I couldn’t let autumn slip by without talking about trees, especially beautiful fall trees such as the aspens.
I didn’t grow up in the land of aspens, and so they’re not part of my mental image of fall. They are spectacular, though, and it’s hard to pass by them in the fall without pausing to admire them and listen to their leaves “quaking.”
While driving from the start to the finish of one of my husband’s recent races near Tahoe, I couldn’t resist a quick stop along this roadside. I lost more than an hour because of the stop (thanks, Nevada DOT, for mismanaging your construction zones so entirely that day, and by thanks, I mean the exact opposite of thanks). But as I look back at these pictures and remember the beauty of that morning, it’s hard for me to say I wouldn’t have stopped if I’d known the trouble that waited ahead in the construction zone. At least for all the aggravation, I had these moments of sheer beauty.
Other days brought an escape from the car, along with opportunities to see these beautiful trees up close.
I’ve been reading about the growth patterns and habits of quaking aspens. They grow in groups called clones, where each “tree” isn’t so much an individual as it is part of an outgrowth of a single living root system.
They continue to grow through winter, too, an unusual characteristic for deciduous trees. You can read more about the layer right under their bark that allows this to happen.
Aspens even have the power to turn the water into gold. Well, not really. But the combination of aspens and sunlight adds an air of magic to whatever water happens to be nearby.

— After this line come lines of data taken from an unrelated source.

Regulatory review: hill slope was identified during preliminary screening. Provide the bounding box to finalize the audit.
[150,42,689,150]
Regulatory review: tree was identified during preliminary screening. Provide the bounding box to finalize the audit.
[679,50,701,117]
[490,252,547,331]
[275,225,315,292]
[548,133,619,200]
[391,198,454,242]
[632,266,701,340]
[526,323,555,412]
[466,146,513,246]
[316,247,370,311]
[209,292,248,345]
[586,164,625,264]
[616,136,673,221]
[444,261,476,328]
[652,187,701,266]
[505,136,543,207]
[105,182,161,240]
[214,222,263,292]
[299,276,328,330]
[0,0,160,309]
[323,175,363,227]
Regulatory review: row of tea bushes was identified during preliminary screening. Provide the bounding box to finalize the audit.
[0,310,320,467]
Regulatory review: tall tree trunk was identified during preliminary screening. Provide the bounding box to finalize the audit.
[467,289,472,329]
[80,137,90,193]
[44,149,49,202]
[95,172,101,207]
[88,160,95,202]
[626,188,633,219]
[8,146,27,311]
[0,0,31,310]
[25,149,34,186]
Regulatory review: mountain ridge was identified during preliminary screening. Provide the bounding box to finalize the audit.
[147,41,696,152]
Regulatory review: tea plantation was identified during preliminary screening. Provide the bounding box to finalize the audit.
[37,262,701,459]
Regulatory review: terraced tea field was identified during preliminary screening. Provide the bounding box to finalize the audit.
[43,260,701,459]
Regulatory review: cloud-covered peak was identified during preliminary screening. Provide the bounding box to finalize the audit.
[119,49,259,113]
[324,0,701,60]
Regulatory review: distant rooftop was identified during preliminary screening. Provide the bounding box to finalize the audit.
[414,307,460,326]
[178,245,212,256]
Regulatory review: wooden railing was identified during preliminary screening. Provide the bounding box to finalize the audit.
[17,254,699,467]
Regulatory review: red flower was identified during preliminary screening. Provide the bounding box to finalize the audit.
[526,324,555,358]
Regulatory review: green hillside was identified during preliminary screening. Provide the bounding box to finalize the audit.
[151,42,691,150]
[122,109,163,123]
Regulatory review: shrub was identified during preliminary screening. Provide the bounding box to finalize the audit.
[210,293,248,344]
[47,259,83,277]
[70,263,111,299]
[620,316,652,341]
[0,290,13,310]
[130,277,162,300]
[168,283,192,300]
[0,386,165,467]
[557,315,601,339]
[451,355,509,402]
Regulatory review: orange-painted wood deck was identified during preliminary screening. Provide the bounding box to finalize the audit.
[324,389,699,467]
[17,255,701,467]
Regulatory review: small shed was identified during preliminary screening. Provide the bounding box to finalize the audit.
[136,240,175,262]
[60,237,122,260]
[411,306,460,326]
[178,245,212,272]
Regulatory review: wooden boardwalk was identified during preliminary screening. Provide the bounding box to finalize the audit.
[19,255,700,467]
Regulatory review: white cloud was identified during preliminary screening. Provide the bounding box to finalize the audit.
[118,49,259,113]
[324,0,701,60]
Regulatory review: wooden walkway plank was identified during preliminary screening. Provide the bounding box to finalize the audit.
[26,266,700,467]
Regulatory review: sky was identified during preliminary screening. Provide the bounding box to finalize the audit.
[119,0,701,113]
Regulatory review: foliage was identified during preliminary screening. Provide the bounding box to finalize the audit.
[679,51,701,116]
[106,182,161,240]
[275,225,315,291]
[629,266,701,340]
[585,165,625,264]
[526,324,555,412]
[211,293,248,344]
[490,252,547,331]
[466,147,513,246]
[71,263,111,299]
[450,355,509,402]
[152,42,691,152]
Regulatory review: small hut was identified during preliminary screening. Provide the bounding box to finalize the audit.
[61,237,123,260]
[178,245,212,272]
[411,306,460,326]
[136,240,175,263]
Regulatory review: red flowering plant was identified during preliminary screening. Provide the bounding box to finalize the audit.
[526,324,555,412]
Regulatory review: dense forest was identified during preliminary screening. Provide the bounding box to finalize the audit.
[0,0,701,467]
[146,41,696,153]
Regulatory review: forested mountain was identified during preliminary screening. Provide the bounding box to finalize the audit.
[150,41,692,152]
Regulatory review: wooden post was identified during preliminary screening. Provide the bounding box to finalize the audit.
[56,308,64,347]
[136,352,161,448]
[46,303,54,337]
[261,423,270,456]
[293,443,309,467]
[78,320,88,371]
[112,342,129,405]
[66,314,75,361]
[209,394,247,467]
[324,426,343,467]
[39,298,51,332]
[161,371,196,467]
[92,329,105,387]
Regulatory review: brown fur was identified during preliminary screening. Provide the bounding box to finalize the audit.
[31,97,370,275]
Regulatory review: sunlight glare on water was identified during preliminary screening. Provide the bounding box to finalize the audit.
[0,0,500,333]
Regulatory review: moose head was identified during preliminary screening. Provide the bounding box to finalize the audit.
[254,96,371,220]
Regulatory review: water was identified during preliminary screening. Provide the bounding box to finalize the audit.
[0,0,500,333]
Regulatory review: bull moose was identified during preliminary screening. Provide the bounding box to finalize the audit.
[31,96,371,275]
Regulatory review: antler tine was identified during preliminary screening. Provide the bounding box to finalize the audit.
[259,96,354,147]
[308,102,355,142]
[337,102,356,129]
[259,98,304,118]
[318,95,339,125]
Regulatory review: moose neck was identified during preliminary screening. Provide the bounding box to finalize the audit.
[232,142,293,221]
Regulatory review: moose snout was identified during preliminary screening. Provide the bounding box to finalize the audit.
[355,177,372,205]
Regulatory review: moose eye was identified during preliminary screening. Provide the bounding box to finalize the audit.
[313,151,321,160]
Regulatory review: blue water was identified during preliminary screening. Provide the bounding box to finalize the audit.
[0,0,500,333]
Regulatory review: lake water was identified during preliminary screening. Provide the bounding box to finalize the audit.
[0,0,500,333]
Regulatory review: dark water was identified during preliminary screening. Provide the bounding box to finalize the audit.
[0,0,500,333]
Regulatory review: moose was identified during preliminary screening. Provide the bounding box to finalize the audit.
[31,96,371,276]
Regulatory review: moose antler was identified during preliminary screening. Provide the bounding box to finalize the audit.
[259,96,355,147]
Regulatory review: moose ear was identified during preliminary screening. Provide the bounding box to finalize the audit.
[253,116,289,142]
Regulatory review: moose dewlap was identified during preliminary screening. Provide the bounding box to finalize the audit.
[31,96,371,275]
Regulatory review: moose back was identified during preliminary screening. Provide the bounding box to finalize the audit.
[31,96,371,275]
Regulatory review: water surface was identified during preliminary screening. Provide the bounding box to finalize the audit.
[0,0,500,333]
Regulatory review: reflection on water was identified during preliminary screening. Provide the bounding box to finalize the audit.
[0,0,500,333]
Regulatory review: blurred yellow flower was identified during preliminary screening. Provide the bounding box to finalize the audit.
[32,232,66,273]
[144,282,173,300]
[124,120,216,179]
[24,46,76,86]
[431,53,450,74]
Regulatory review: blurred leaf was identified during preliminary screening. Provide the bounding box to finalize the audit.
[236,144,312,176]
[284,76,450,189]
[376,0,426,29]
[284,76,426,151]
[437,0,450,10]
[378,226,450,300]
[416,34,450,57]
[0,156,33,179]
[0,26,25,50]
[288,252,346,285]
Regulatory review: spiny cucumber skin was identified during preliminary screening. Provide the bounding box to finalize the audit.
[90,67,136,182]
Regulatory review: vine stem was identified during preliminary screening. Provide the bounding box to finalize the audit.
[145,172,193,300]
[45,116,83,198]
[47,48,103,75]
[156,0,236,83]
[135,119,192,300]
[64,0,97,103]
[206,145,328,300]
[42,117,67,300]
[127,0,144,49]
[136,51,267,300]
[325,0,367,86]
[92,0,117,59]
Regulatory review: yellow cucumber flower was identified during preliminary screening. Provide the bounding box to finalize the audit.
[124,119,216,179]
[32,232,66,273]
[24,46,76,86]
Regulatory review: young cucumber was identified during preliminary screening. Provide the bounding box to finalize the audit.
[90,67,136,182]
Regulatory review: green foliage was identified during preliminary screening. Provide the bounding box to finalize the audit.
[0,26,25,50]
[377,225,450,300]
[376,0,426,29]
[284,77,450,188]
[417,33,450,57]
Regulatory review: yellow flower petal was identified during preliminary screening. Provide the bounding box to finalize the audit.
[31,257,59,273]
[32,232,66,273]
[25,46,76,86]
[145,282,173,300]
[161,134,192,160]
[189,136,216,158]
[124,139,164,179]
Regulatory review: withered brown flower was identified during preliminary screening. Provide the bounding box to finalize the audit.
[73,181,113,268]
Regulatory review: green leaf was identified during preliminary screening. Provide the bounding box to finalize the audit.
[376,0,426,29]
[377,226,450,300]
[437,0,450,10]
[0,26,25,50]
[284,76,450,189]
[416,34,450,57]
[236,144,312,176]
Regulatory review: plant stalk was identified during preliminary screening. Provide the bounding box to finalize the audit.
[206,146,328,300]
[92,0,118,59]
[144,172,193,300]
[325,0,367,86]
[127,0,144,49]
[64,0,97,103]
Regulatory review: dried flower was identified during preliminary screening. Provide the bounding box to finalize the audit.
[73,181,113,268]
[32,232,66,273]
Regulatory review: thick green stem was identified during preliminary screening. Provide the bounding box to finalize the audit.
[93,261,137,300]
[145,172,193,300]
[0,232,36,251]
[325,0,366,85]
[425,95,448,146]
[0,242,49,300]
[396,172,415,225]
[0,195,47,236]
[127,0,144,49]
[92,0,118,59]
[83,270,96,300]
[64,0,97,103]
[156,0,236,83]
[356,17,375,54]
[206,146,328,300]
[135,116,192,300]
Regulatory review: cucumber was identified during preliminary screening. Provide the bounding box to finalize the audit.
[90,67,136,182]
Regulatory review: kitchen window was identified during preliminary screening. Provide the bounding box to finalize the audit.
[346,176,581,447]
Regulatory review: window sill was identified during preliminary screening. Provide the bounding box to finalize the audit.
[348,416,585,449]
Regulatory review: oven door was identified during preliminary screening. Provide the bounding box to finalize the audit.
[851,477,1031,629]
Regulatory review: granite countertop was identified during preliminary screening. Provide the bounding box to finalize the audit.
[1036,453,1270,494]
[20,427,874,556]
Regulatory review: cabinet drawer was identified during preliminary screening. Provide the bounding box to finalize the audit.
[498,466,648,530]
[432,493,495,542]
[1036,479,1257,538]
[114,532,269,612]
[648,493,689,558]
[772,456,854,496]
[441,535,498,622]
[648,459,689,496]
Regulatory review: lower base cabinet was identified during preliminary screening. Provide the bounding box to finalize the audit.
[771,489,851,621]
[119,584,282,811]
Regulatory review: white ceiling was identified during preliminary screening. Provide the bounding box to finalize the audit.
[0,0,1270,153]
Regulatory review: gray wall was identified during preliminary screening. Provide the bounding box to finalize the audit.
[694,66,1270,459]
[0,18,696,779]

I hope these last two photos whet your appetite for what’s coming next week. The salmon are running, and we got to see a different sort of salmon spawning in Taylor Creek near Lake Tahoe. Next week, I’ll share some favorite shots of the salmon and the birds that hang out with them (sometimes to the detriment of the fish).
How is autumn shaping up where you live? We’re raking lots of leaves and enjoying at least a little fall color.